Trottinette électrique : mon guide d'achat après 18 mois de tests réels

Il y a 18 mois, je ne savais rien aux trottinettes électriques

Mon mari me l'a proposée pour mes trajets domicile-gare : 3 kilomètres chaque matin, un peu long à pied, trop court pour la voiture. J'ai d'abord dit non — j'imaginais un jouet instable, compliqué, trop cher pour pas grand-chose. Puis Sophie, ma belle-fille, m'a dit qu'elle en testait au bureau, et elle m'a donné accès à ses notes. Ça m'a intéressée. Je me suis lancée. Dix-huit mois plus tard, je ne m'en sépare plus, et j'ai compris comment ça marche vraiment.

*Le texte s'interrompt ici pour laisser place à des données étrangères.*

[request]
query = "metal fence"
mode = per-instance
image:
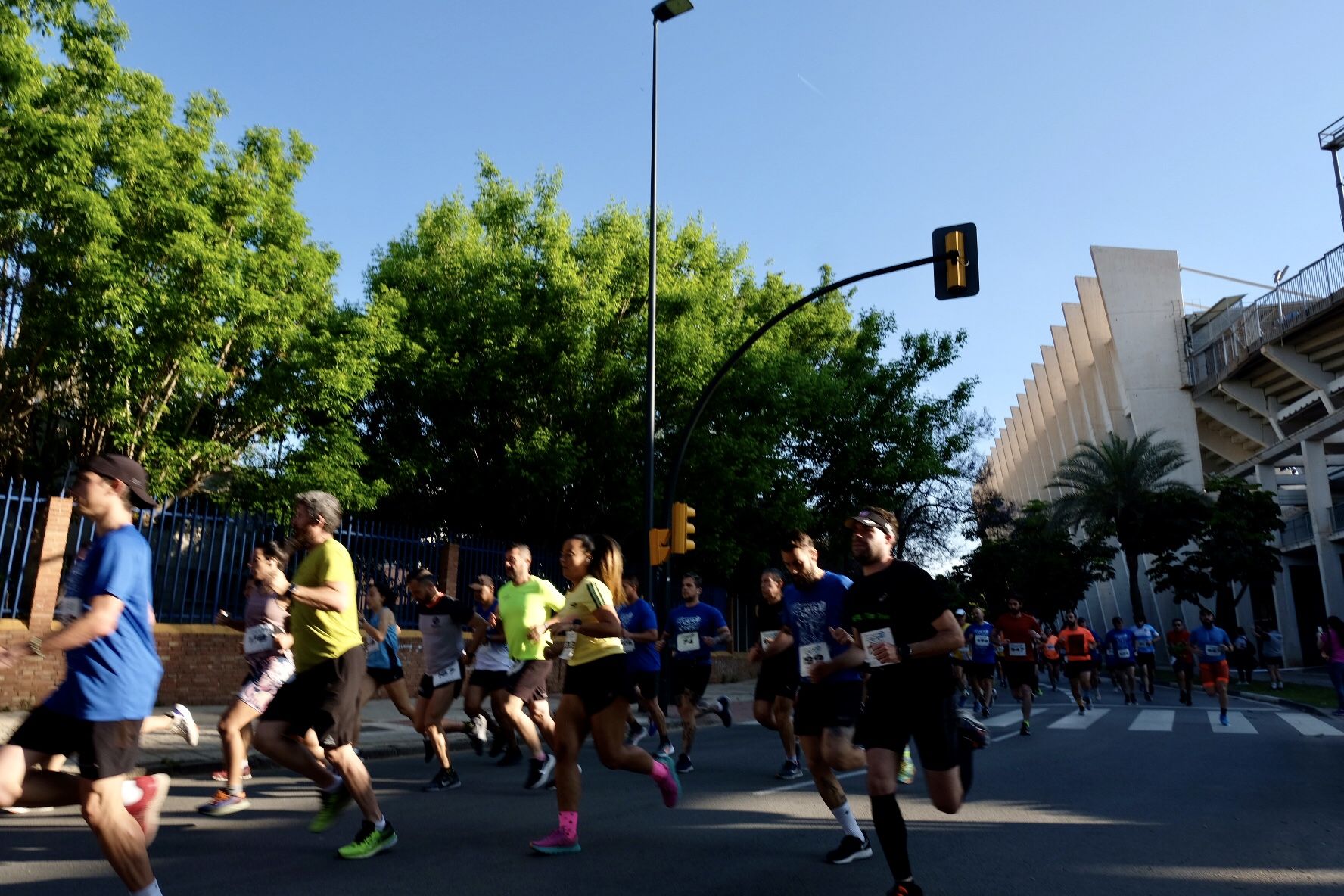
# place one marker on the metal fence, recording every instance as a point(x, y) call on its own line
point(17, 519)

Quand on cherche une trottinette électrique, on tombe sur des dizaines de modèles. Certains coûtent 300 euros, d'autres dépassent les 2 000. J'ai voulu comprendre ce qui changeait réellement entre eux. Ce qui m'a surpris, c'est que le prix le plus élevé ne signifiait pas forcément le meilleur choix pour mon usage. Je vais vous partager ce que j'ai découvert en testant plusieurs modèles et en écoutant les retours des gens de mon quartier qui en utilisent aussi.

Les trois catégories de prix et ce qu'elles apportent vraiment

En testant différentes trottinettes, j'ai vite remarqué qu'elles se regroupaient en trois gammes distinctes. Les modèles d'entrée de gamme, entre 250 et 450 euros, offrent une autonomie basique de 15 à 25 kilomètres et une vitesse limitée à 20 km/h environ. Ils sont légers, portables dans le bus ou le train — c'est ce qui m'a intéressée au début. Mais après quelques semaines, j'ai remarqué que les pneus en mousse se fatiguaient vite, et que je devais recharger très régulièrement.

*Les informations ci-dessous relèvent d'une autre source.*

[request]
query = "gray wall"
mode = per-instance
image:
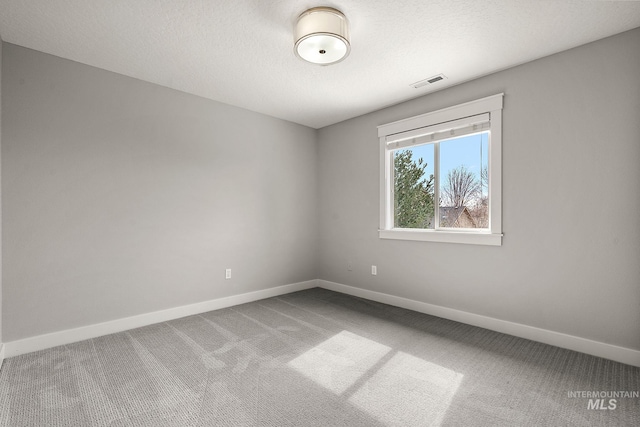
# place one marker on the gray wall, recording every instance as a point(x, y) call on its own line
point(570, 259)
point(121, 197)
point(1, 341)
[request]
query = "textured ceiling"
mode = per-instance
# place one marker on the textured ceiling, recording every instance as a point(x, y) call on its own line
point(240, 52)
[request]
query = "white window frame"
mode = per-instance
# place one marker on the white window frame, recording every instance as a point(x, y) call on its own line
point(447, 119)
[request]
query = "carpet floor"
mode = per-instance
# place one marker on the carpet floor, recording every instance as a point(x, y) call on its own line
point(315, 358)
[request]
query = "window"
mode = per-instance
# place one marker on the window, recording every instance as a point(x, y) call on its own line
point(440, 175)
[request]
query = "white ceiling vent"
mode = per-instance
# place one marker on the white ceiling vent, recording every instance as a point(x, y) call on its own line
point(429, 81)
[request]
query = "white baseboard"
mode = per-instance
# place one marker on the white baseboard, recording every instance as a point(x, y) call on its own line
point(54, 339)
point(583, 345)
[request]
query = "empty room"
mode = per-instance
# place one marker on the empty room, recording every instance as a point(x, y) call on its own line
point(345, 213)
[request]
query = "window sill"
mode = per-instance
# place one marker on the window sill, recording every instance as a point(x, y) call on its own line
point(464, 237)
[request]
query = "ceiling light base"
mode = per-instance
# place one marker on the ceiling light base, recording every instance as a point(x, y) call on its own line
point(322, 36)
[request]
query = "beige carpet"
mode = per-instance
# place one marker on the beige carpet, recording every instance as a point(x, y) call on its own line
point(313, 358)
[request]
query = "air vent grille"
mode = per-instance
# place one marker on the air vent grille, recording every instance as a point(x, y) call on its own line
point(429, 81)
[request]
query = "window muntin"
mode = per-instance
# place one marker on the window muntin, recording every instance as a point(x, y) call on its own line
point(452, 156)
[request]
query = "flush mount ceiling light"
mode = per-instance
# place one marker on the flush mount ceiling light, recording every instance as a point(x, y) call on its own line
point(322, 36)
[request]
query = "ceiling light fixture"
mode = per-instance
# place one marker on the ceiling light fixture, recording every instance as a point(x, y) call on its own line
point(322, 36)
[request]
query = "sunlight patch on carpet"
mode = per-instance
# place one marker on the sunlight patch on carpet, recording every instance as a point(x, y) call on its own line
point(408, 388)
point(337, 363)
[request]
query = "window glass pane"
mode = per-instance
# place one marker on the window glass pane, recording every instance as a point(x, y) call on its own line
point(464, 186)
point(414, 187)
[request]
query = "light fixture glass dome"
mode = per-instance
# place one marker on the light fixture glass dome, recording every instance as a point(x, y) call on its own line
point(322, 36)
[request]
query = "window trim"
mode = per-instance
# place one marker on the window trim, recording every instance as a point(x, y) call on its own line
point(436, 120)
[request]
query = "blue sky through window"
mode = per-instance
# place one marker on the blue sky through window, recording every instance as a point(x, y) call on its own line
point(471, 151)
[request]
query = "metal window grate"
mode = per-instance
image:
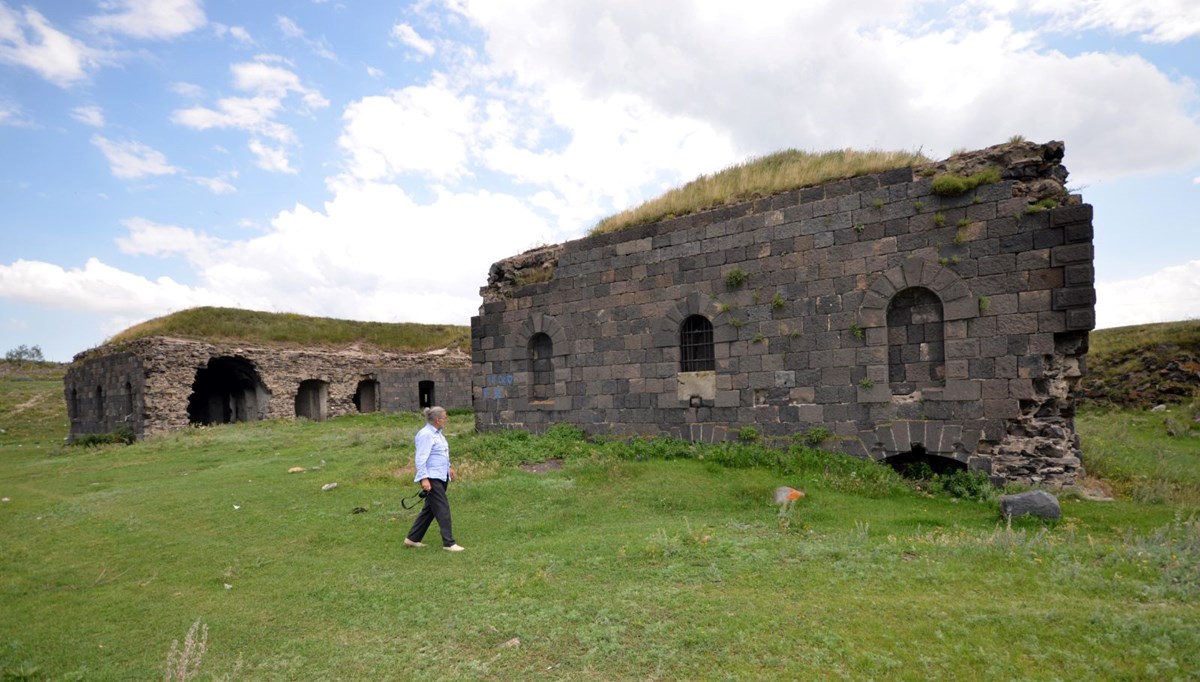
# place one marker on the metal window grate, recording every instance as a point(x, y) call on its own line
point(696, 345)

Les modèles mid-range, entre 600 et 1 200 euros, c'est là que j'ai trouvé mon équilibre. Autonomie de 40 à 60 kilomètres, vitesse jusqu'à 25-30 km/h, pneus pneumatiques qui encaissent vraiment mieux les petits cailloux. Franchement, c'est cette gamme que je recommande à mes copines. Elle se finance toute seule en essence économisée après quatre mois d'utilisation quotidienne. Pour vérifier les avis et comparaisons sur ces modèles intermédiaires, Décathlon propose une sélection complète avec avis clients, ce qui m'avait aidée avant d'acheter.

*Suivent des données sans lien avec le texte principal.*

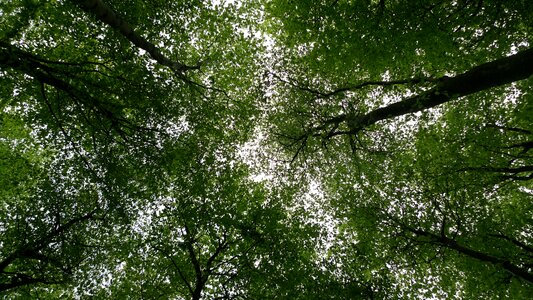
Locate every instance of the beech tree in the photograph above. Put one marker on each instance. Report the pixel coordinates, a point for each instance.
(276, 149)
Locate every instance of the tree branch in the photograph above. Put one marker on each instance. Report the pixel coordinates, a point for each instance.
(104, 13)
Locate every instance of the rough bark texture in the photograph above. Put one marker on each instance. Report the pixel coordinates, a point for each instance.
(105, 14)
(495, 73)
(454, 245)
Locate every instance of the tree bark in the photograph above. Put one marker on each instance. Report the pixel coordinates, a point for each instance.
(454, 245)
(105, 14)
(485, 76)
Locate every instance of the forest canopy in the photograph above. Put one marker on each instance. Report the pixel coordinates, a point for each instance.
(276, 149)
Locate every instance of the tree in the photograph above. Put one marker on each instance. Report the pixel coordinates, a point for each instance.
(426, 161)
(266, 149)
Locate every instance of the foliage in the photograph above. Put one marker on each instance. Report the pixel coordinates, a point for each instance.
(331, 149)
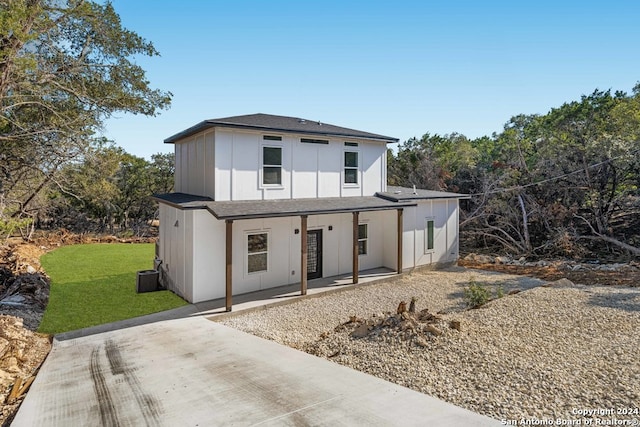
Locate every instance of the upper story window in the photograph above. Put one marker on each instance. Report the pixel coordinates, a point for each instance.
(314, 141)
(350, 167)
(271, 165)
(272, 138)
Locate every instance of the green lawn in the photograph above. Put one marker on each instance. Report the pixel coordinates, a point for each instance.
(95, 284)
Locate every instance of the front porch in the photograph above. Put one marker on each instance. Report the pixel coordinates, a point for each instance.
(260, 300)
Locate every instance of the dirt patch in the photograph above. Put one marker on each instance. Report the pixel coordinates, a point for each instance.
(21, 354)
(584, 274)
(24, 295)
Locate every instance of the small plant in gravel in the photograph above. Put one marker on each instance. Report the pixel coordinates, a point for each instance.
(476, 295)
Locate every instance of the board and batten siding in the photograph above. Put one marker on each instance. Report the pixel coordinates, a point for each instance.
(226, 164)
(195, 157)
(444, 213)
(195, 259)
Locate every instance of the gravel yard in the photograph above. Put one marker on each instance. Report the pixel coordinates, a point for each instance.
(543, 353)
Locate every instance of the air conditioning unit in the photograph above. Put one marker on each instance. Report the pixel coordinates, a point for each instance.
(147, 281)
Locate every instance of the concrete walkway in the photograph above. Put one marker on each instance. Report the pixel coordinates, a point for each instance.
(195, 372)
(179, 368)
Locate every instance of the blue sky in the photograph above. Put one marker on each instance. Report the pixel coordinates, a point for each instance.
(399, 68)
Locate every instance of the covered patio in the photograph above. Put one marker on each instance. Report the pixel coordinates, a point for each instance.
(232, 212)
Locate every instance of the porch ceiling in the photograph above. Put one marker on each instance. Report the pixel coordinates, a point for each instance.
(250, 209)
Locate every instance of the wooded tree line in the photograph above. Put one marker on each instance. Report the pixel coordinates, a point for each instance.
(65, 67)
(561, 184)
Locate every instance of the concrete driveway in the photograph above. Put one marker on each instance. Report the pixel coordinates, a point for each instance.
(195, 372)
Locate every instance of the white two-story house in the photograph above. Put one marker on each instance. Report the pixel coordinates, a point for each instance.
(262, 201)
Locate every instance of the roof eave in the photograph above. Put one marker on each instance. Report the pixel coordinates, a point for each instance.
(206, 124)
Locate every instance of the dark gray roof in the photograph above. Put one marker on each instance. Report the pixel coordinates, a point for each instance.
(183, 200)
(396, 194)
(248, 209)
(271, 123)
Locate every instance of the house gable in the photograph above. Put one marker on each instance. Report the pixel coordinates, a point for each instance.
(273, 157)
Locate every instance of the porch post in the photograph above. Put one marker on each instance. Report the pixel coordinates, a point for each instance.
(229, 257)
(303, 255)
(400, 228)
(355, 247)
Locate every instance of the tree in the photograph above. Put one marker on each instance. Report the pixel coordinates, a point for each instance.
(65, 67)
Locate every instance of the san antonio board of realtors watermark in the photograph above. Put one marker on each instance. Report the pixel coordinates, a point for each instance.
(584, 417)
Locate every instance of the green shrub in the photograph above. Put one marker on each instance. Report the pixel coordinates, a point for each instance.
(476, 295)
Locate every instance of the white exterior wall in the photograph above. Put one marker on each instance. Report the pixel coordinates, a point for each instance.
(208, 257)
(195, 259)
(308, 170)
(444, 213)
(176, 248)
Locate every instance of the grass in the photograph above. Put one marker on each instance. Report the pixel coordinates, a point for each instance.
(96, 283)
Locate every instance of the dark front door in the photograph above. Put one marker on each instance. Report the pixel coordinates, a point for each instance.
(314, 254)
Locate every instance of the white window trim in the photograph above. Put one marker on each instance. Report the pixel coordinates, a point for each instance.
(262, 166)
(367, 239)
(344, 167)
(426, 235)
(246, 252)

Et puis il y a les modèles premium, au-delà de 1 500 euros, avec moteurs surpuissants, autonomie folle (plus de 100 kilomètres), et suspensions dignes d'une moto. Mon voisin en a une. Franchement, pour un trajet gare-travail, c'est du luxe. Mais pour les trajets longs ou les terrains très accidentés, ça change tout.

Ce que j'ai vraiment regardé avant d'acheter : au-delà de la fiche technique

Les fabricants annoncent toujours l'autonomie dans les conditions idéales — terrain plat, poids du conducteur léger, pas de vent. Dans la réalité, ma belle-fille me l'a rappelé : moi, 68 kilos, avec un sac à dos, dans des petites côtes, je perds 25 % d'autonomie facilement. Ça m'a sauvée d'acheter un modèle trop juste. La revue Que Choisir propose des tests comparatifs détaillés qui prennent en compte ces vrais usages — c'est plus fiable que les feuilles de spec.

Le poids, c'est un point que les gens sous-estiment. Mes premiers modèles testés pesaient 10 kilos. Ça paraît raisonnable sur le papier. En pratique, le porter deux fois par jour, le soir au quatrième étage d'une gare, c'est fatigant. Maintenant j'en cherche une à moins de 12 kilos, et avec une poignée vraiment ergonomique. Les modèles mid-range pèsent généralement entre 12 et 16 kilos — c'est mon seuil de confort.

Trottinette électrique

Les pneus font aussi une énorme différence. Les pneus en mousse compressée, qu'on trouve sur les entrées de gamme, ne nécessitent aucun entretien mais offrent très peu de confort et s'usent vite. Les pneus pneumatiques (de l'air, comme une vélo) absorbent les chocs, améliorent la tenue de route, mais demandent un contrôle de pression tous les mois et peuvent crever. J'ai choisi les pneumatiques après trois mois sans les regretter.

L'autonomie réelle : ce que ma belle-fille a mesuré précisément

Sophie, qui travaille dans le test, m'a expliqué comment elle mesurait l'autonomie. Elle parcourait un circuit avec la trottinette, notait chaque kilomètre, puis déchargeait la batterie complètement. Les annonces des marques parlent de 40 kilomètres en moyenne — en vrai circuit, elle trouvait 28 à 35 kilomètres selon la trottinette et les conditions. Moi, qui pèse plus qu'elle, j'ai légèrement moins.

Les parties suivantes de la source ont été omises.